These are chat archives for akkadotnet/akka.net

8th
Jun 2018
AndreSteenbergen
@AndreSteenbergen
Jun 08 2018 05:34
I regularly see this (once a day)
[WARNING][6/8/18 4:18:05 AM][Thread 0003]
Marking node(s) as UNREACHABLE
[INFO][6/8/18 4:18:06 AM][Thread 0003]
Marking node(s) as REACHABLE
I am on azure, maybe that doesn't help
but at the moment the cluster isn't really stable
AndreSteenbergen
@AndreSteenbergen
Jun 08 2018 05:42
What can I do to make the cluster a little more relaxed? All nodes are up and running, just high network IO
Bartosz Sypytkowski
@Horusiath
Jun 08 2018 05:55
@AndreSteenbergen I don't know what are experiences of others, but cloud providers have problems with keeping them 100% uptime on regular basis - I've heard about big cluster which was disconnecting nodes 7 times a day due to network splits. What matters, is that the rest of the system should work in face of such failure.
AndreSteenbergen
@AndreSteenbergen
Jun 08 2018 07:22
@Horusiath Thanks, but I could manage something using settings right? I know the nodes aren't really down, so I thought maybe I could relax some of the settings. The settings I tried aren't doing any real thing to raise stability.
Bartosz Sypytkowski
@Horusiath
Jun 08 2018 08:28
@AndreSteenbergen If I remember correctly, there are two typed of unreachability: one related to system-system communication (and related to Akka.Remote) and other used to system-cluster unreachability (as part of Akka.Cluster). Second one is tweaked by failure detector configuration. But maybe @Aaronontheweb could say something here.
AndreSteenbergen
@AndreSteenbergen
Jun 08 2018 08:29
Thanks, I'll tweak some of the cluster settings as well, I only did the remoting so far
Well tweaking .... trial and error I guess.
Vagif Abilov
@object
Jun 08 2018 12:42
@AndreSteenbergen in our cluster one of the machines was often under high load which resulted in high CPU usage (>90%). That often caused unreachability. Once we relaxed the load on that machine and tweaked some settings (related to Akka.Remote if remember right), things get better.
AndreSteenbergen
@AndreSteenbergen
Jun 08 2018 12:47
cpu load isn't really the concern if I am reading top right. I get about 300% in the 4 CPU machines. The load according to top is way higher (about 8-10 on average) using iftop (if I am correct) I could tell a lot of network IO causes the high load. I am building a scraper, so it is normal to have network IO. I am running with cluster settings tweaked, threshold = 16.0 no unreachable nodes as of yet. Crossing my fingers.

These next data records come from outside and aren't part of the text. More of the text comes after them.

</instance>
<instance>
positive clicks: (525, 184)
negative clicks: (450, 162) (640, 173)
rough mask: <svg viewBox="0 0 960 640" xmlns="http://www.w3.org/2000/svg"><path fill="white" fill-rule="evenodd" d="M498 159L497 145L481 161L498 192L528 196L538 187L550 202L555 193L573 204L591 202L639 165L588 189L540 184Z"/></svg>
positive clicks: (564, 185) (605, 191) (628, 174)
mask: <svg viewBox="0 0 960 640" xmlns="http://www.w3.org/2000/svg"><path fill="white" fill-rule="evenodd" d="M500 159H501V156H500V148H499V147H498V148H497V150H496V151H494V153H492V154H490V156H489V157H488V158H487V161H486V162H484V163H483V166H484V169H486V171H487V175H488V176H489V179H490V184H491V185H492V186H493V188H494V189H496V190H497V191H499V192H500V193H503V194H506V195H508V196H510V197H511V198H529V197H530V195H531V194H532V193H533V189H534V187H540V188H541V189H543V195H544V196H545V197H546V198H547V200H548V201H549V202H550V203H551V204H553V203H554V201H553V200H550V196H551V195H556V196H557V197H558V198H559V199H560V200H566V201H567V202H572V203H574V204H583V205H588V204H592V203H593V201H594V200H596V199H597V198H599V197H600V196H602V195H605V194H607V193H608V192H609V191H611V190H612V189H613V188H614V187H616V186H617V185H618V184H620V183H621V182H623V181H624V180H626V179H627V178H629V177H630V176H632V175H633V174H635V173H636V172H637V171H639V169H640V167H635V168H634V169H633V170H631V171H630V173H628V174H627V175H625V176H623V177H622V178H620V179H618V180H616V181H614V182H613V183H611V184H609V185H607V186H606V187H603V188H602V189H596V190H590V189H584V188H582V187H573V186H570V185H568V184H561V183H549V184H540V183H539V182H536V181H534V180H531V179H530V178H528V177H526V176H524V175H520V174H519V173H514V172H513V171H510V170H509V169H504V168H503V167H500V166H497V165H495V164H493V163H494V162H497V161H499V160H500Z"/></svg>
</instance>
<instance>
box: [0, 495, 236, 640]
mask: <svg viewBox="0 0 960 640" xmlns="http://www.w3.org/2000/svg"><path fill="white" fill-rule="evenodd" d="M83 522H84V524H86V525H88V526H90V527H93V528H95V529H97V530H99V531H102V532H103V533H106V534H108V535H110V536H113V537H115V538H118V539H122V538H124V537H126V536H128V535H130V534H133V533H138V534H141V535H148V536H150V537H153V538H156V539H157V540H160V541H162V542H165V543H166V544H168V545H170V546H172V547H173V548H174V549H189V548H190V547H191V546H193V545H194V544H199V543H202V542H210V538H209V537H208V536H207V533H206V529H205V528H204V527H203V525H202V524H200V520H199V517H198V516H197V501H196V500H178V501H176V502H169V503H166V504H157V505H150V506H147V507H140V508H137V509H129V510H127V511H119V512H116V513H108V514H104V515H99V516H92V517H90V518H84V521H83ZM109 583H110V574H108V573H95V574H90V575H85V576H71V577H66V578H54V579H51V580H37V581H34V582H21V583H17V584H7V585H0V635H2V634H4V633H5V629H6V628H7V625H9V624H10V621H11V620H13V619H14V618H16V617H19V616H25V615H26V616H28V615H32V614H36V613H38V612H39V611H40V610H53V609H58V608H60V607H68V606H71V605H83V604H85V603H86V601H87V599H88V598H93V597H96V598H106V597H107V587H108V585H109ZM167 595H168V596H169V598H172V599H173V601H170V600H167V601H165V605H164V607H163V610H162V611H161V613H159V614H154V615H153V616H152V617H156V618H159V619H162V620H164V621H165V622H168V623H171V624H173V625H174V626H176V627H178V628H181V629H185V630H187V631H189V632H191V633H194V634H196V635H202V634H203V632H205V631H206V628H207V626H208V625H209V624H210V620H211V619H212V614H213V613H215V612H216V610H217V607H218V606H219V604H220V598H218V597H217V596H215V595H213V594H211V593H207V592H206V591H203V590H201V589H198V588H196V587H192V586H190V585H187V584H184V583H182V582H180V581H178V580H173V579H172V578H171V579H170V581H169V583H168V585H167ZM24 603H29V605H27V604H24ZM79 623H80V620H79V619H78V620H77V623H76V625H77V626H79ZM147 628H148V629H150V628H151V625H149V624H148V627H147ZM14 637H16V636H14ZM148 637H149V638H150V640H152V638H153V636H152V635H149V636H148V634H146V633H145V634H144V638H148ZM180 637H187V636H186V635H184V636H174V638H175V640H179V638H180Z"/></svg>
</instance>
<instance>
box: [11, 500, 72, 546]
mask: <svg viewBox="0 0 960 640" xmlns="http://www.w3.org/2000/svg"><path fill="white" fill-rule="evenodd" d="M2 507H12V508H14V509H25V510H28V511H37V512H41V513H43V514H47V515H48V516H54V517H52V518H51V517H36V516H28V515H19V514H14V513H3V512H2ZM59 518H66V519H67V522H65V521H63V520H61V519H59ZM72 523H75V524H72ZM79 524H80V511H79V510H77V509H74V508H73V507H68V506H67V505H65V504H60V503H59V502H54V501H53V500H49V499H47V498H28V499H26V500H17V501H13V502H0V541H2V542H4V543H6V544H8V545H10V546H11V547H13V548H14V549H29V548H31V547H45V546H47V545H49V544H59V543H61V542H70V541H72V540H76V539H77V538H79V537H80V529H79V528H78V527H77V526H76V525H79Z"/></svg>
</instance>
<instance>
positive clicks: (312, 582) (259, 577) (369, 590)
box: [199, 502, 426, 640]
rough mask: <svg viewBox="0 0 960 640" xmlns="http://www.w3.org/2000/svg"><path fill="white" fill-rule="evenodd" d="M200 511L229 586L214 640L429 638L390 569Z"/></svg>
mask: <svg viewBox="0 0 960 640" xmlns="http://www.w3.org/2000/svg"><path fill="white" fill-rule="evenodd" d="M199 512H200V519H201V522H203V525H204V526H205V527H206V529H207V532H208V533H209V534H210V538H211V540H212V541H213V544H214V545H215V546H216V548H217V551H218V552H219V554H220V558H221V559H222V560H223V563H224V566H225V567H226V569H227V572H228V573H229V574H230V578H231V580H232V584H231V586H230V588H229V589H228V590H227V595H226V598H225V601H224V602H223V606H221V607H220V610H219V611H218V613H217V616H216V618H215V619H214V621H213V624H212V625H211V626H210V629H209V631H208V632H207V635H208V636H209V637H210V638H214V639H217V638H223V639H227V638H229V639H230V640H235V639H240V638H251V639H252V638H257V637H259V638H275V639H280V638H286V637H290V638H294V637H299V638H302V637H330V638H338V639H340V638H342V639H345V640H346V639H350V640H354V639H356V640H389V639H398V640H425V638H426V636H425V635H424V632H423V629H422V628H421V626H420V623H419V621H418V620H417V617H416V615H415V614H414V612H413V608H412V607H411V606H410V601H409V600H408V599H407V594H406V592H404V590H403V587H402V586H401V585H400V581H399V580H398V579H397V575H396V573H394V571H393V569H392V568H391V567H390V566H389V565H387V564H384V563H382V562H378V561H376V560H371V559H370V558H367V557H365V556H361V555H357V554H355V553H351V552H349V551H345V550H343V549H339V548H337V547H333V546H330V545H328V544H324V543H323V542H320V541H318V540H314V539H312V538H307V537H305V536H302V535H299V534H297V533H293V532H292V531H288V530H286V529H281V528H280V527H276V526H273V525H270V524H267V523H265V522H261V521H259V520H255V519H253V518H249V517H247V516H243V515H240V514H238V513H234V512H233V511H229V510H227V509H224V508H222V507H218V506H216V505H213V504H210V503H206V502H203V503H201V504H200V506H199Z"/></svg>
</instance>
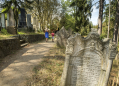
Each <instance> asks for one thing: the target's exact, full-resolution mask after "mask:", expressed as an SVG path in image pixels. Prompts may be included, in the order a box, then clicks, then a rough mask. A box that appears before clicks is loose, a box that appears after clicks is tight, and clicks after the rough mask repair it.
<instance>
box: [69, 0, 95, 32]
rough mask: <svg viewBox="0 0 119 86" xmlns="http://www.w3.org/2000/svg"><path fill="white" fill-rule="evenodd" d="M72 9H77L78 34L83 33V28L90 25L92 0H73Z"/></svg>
mask: <svg viewBox="0 0 119 86" xmlns="http://www.w3.org/2000/svg"><path fill="white" fill-rule="evenodd" d="M70 6H71V7H76V13H74V16H75V17H76V18H75V20H76V22H75V23H76V28H75V31H76V32H78V31H79V32H81V28H82V27H86V26H87V25H88V24H89V17H90V18H91V12H92V11H93V10H92V0H73V2H72V3H71V5H70Z"/></svg>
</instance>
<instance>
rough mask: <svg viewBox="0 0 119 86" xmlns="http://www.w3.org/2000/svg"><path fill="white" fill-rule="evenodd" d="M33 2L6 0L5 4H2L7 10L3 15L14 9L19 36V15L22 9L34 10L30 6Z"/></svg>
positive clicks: (15, 26) (15, 19) (3, 3)
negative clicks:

Chandra Sekhar Manginipalli
@leo12chandu
Jun 08 2018 19:56
Anyone know of a way to Tell/Ask a message to cluster from outside of the Cluster without having to use ClusterClient? I could use ActorSelection but unfortunately if node goes down, I can't deathwatch with actorselection is what I heard. Besides, if I need to scale up and down my number of nodes, I will have to introduce those new node's IP:Port into the list of ActorSelections everytime.
Chandra Sekhar Manginipalli
@leo12chandu
Jun 08 2018 21:02
Or even group routees I guess but that has the same issue of not be able to death watch when remote nodes go down.
Arjen Smits
@Danthar
Jun 08 2018 21:15
Cant' deathwatch with actorselection ?
you use an actorselection to resolve to an IActorRef, you can deathwatch that right ?
Aaron Stannard
@Aaronontheweb
Jun 08 2018 21:17
yep
you can do that
you can just use Akka.Remote
to communicate with an Akka.Cluster instance, without having to use CluserClient
just resolve an ActorSelection via ResolveOne first
if the node becomes unreachable you'll get a Terminated notice via death watch
Chandra Sekhar Manginipalli
@leo12chandu
Jun 08 2018 21:53
@Danthar @Aaronontheweb Thank You. I will try that.
I am trying to distribute messages across multiple nodes in the cluster in a round robin fashion. This would mean, if new nodes are added, I have to restart the client app if I used ActorSelection woudn't I? Unlike clusterclient which resolves new nodes automatically by the DistributedPubSub.